Undergraduate students at ASU are conducting research with the potential to cure heart disease and some forms of cancer, thanks to a unique program within the School of Life Sciences.
These students are taking on projects usually reserved for graduate and doctoral students, and gaining national recognition for their findings.
Life science senior Julie Furmick, one of the student researchers, has received national recognition for her research to combat a type of lymphoma without the harsh side effects caused by current treatments.
Another student researcher, life science senior Zachary Hernandez, is exploring the link between Vitamin D and heart disease, a project he has been involved with since its beginning stages two years ago, when it was discovered that the human heart contains a vitamin D receptor.
Hernandez said the School of Life Sciences Undergraduate Research program has provided him with a rare opportunity to take charge of a research project as an undergraduate student.
“It’s completely independent, which is a lot of responsibility for the student, but I love that I’m not just doing what I’m told,” Hernandez said. “A lot of time you hear undergrads in the lab just wash dishes for graduate students and watch them do the research, so I feel really lucky to be in the situation that I am.”
Furmick said being a student researcher has taken her education out of the classroom and furthered it through hands-on experience.
“It’s helped tremendously by allowing me to see science firsthand,” she said. “I’m not sitting in a class listening to a professor lecture me, it’s like a virtual book. I get to do science with my own hands.”
Life sciences professor Ronald Rutowski, director of the research program, said students in the program develop both intellectual and lab skills that will benefit them in the future.
“These research projects are tremendously powerful educational experiences,”
Rutowski said. “[They] are an opportunity for students to become involved in the process of science and creating new knowledge.”
Hernandez said the program gave him valuable skills through analyzing different scenarios that arose in the lab.
“To be a really effective researcher, you have to be a detective almost — you have to see what went wrong, how it went wrong and why,” he said. “I see that as analogous to treating a patient.
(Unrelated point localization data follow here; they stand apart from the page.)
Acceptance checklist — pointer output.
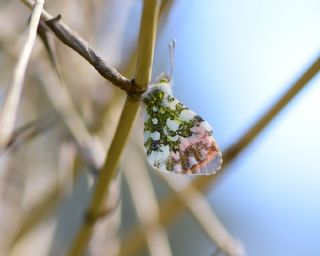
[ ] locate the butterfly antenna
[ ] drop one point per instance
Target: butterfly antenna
(172, 46)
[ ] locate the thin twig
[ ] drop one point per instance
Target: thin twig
(172, 206)
(10, 108)
(146, 44)
(146, 204)
(74, 41)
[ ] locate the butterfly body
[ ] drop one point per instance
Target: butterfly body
(176, 139)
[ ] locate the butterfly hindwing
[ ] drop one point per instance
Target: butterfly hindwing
(176, 139)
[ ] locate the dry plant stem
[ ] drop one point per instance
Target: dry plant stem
(146, 44)
(92, 152)
(31, 129)
(44, 207)
(172, 206)
(146, 204)
(201, 210)
(11, 103)
(74, 41)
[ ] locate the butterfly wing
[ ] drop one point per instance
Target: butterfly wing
(176, 139)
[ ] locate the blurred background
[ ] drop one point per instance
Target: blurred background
(233, 59)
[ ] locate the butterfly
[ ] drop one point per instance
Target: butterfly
(176, 139)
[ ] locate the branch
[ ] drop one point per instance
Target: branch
(74, 41)
(148, 28)
(11, 103)
(171, 206)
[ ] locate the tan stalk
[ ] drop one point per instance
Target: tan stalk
(11, 103)
(147, 36)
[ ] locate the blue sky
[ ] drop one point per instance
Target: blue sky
(233, 59)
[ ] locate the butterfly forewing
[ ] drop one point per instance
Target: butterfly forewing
(176, 139)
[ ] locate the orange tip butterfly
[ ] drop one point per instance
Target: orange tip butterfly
(176, 139)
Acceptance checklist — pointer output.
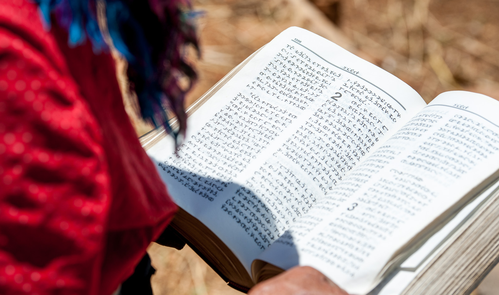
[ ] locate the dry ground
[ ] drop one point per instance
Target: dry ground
(433, 45)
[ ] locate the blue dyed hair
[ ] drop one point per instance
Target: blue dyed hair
(150, 35)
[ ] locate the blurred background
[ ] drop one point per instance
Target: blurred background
(433, 45)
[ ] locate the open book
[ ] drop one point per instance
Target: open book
(308, 155)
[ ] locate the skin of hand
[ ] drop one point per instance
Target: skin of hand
(301, 280)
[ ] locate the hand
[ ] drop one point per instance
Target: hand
(302, 280)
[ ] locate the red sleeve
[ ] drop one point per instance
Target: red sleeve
(54, 185)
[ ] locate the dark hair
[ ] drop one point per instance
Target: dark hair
(150, 34)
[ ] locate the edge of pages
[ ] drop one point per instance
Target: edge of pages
(316, 49)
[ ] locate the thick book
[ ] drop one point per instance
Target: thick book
(305, 154)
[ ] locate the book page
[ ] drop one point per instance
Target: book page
(280, 135)
(447, 151)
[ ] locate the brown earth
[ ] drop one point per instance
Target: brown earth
(433, 45)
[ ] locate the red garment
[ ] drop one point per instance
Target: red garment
(79, 199)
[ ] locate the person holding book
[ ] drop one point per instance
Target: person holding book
(80, 200)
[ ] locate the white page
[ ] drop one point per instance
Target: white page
(234, 164)
(414, 264)
(397, 192)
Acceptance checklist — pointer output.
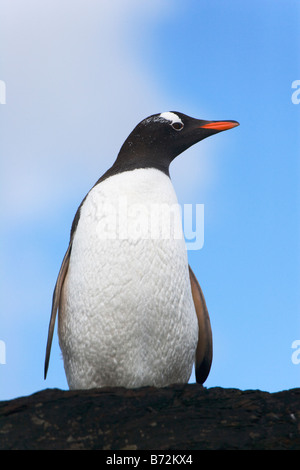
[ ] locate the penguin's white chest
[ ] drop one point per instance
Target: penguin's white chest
(127, 316)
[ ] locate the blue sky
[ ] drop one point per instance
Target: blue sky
(79, 76)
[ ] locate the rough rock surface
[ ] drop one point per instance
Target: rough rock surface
(180, 417)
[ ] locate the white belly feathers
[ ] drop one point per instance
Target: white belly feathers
(127, 316)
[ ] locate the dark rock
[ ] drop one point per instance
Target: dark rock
(180, 417)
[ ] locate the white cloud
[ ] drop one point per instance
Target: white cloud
(74, 92)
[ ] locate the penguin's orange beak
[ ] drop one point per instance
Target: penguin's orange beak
(220, 125)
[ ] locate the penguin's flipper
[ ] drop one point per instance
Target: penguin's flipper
(204, 349)
(55, 303)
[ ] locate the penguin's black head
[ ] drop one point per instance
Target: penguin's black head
(158, 139)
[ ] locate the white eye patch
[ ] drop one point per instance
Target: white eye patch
(172, 117)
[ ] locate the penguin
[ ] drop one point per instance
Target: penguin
(131, 312)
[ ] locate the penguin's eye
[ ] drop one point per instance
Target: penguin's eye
(177, 126)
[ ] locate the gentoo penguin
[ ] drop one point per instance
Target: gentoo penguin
(131, 312)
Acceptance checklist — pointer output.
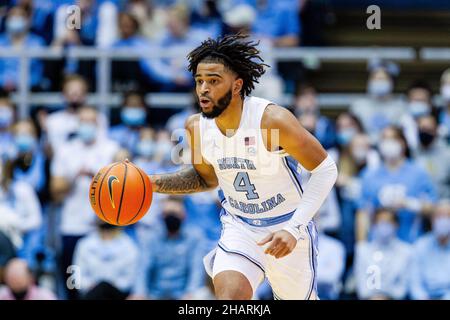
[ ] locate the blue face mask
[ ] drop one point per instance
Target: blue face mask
(418, 109)
(16, 25)
(146, 148)
(25, 143)
(379, 88)
(345, 136)
(87, 132)
(132, 116)
(441, 227)
(383, 232)
(6, 117)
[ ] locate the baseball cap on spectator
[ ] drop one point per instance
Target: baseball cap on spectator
(239, 16)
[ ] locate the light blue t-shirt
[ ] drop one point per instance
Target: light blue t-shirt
(381, 186)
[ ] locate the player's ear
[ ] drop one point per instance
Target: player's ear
(237, 86)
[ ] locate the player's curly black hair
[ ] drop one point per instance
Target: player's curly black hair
(242, 57)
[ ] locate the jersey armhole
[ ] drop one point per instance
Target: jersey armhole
(280, 153)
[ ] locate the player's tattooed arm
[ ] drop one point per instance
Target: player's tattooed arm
(185, 181)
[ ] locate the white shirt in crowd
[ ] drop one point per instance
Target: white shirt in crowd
(61, 124)
(114, 261)
(20, 211)
(381, 270)
(77, 217)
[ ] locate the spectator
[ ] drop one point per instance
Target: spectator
(306, 103)
(433, 154)
(398, 183)
(133, 116)
(240, 19)
(331, 265)
(41, 17)
(20, 284)
(29, 165)
(179, 37)
(152, 18)
(7, 252)
(98, 24)
(18, 36)
(171, 266)
(381, 263)
(62, 125)
(7, 115)
(380, 108)
(108, 259)
(419, 104)
(444, 115)
(360, 156)
(275, 20)
(20, 210)
(149, 74)
(430, 278)
(73, 168)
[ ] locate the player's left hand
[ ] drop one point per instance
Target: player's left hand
(281, 243)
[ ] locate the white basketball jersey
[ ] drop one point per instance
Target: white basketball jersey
(254, 183)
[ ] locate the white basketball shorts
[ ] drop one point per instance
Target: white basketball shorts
(292, 277)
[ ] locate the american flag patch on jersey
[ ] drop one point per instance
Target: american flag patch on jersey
(249, 141)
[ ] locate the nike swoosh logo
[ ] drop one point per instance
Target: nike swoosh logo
(111, 180)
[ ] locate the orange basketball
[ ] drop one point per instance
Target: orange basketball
(120, 193)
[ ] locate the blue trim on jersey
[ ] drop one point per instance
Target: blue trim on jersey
(313, 261)
(293, 164)
(221, 195)
(224, 248)
(292, 176)
(267, 222)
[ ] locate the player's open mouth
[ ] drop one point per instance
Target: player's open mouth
(204, 102)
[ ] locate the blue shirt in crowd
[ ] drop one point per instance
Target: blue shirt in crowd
(381, 185)
(171, 267)
(10, 67)
(430, 272)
You have to figure out what went wrong, how it went wrong and how you can fix it.”
Hernandez added that the students are not the only ones who benefit from undergraduate research, as they bring youth and creativity into the lab.
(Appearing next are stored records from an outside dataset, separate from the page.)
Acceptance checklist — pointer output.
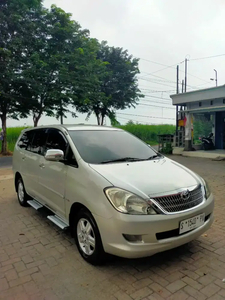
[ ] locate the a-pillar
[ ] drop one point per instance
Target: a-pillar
(188, 140)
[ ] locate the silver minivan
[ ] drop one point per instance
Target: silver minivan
(117, 194)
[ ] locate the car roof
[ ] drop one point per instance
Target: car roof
(80, 127)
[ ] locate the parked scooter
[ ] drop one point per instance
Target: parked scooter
(207, 142)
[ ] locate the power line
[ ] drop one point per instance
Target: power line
(206, 57)
(138, 121)
(149, 80)
(172, 66)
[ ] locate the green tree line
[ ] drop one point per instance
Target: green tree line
(49, 63)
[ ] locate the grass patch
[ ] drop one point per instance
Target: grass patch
(147, 133)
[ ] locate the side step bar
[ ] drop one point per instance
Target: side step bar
(58, 221)
(36, 205)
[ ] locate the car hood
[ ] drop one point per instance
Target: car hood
(149, 178)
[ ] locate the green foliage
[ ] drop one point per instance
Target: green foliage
(16, 23)
(202, 127)
(12, 136)
(148, 133)
(168, 149)
(116, 85)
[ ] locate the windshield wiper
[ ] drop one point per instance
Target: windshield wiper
(154, 156)
(124, 159)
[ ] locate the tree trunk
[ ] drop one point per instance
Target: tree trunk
(4, 141)
(98, 119)
(102, 119)
(61, 113)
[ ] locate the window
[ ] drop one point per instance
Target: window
(97, 146)
(56, 140)
(26, 139)
(70, 157)
(38, 145)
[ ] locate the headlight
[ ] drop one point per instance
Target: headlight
(128, 203)
(206, 188)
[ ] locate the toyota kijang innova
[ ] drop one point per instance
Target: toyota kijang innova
(117, 194)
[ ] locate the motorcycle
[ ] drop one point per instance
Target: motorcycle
(207, 142)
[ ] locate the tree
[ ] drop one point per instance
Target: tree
(116, 84)
(16, 19)
(58, 64)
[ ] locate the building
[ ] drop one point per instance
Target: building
(208, 102)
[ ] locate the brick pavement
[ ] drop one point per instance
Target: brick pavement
(39, 261)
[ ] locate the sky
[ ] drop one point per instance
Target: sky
(162, 33)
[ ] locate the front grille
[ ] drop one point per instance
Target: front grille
(176, 203)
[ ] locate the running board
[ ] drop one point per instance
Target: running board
(58, 221)
(36, 205)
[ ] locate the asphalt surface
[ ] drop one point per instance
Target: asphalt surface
(6, 162)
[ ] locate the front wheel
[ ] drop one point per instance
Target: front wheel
(87, 238)
(21, 193)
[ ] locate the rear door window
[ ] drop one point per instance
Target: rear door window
(38, 145)
(56, 140)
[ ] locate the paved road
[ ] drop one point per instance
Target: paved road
(5, 162)
(39, 261)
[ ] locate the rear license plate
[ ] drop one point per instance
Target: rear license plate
(192, 223)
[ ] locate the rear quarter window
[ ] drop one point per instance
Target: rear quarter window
(25, 140)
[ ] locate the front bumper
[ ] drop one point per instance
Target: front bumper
(159, 232)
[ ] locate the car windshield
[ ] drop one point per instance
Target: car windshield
(110, 146)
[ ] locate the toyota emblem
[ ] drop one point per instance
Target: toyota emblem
(185, 195)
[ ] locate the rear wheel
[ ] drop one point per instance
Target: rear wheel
(21, 192)
(87, 238)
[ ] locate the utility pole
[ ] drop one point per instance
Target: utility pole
(177, 105)
(185, 80)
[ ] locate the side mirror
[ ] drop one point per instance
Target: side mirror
(54, 155)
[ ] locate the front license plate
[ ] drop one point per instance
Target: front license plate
(192, 223)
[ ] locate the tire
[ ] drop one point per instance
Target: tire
(21, 193)
(88, 239)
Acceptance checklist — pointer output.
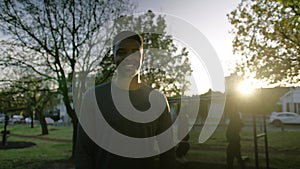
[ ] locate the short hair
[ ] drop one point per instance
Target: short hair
(128, 35)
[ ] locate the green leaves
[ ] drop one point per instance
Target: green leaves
(267, 34)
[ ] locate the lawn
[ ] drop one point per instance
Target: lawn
(42, 154)
(284, 148)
“Creativity is a really important art of science, it helps you design new experiments and think about things in new ways,” he said. “The new blood of undergrads helps keep that creativity flowing.”
Furmick said the program has allowed her to be a part of ongoing research and co-author several grant proposals, something she said will work to her advantage when she is competing against other students for admission into medical school.
Both research fellows hope to continue on to medical school and become physicians, and Furmick said she hopes to further develop the research she started here at ASU.
Furmick hopes her research will develop a more effective cure for a type of lymphoma that would bind to receptors to kill cancerous cells without causing side effects like hypothyroidism and high cholesterol, which are often issues with current treatments.
The project is still in its beginning stages, but Furmick said she hopes it will be awarded grants to enable her to do further testing and eventually conduct human clinical trials.
“Right now this is all being done in a Petri dish, which is obviously a lot different than what’s going on in your body,” Furmick said.
Hernandez said he wants to be involved with research throughout his career, but he plans to pass his current research on to other researchers.
Hernandez said he hopes a researcher might be able to use his research in the future to treat patients with heart disease.
“What attracted me to science is how different people find different parts of the puzzle,” Hernandez said. “I might find a piece of this big grand scheme that may seem insignificant, but when you put all the pieces together, that’s when big breakthroughs happen.”